I was helping a Japanese friend move a while ago and I noticed a book in her collection: "How To Deal With Americans Who Don't Hansei". The cover art was striking and I became interested.
"What's hansei?"
"There really isn't a word for it in English."
"So what does it mean?"
"Hmmm, it is hard to explain."
"Hansei" literally means "reflection". Figuratively it describes being conscious of your behavior and its impact on others. People who take pride in driving noisy cars do not hansei. People having loud conversations while walking past your bedroom window at 2AM do not hansei. People who stall checkout lines at the grocery store while they figure out whether or not they've got the money to buy what they selected do not hansei. Hansei is the reason why mobile phones are always on vibrate and only used for sms in public areas: text creates less disturbance than loud conversations. Hansei is at the center of Japan's iconic anti-smoking ads, reminding smokers not of their own health risks but of the disturbance they are causing to others. Hansei also means greeting success with modesty and humility. To stop hansei means to stop learning. With hansei one never becomes so convinced of one's own superiority that there is no more room or need for further improvement.
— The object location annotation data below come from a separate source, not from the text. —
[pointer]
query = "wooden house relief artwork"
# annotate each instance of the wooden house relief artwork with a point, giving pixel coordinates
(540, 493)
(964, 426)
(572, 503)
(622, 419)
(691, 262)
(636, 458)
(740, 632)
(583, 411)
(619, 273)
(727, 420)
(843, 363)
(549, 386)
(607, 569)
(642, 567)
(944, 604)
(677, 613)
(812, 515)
George Bush is the international no-hansei icon; he does not self-reflect, and because of this he makes the same mistakes over and over. The Iraq War is a no-hansei disaster with no regard for world opinion and no plan for victory beyond the presumption that our supremacy makes success inevitable and guaranteed. Without familiarity with such a basic concept we are a nation whose parents did not raise us right.
From the blog Gemba Panta Rei:
"Han" means to change, turn over, turn upside down. "Sei" is the simplified form of a character meaning to look back upon, review, examine oneself. As a native speaker of Japanese "hansei" strikes me as both an intellectual and emotional exercise. With hansei there is a sense of shame, if that is not too hard of a word. This may come from having been asked to do a lot of hansei as a child, being told "hanse shinasai!" which in English might be "Learn to behave!"
The point is, when you do hansei it is almost never because you are "considering past experience" as if they were happy memories. You are confronting brutal facts about your actions and the impact they had, in hopes that you can learn from this and change your behavior in the future.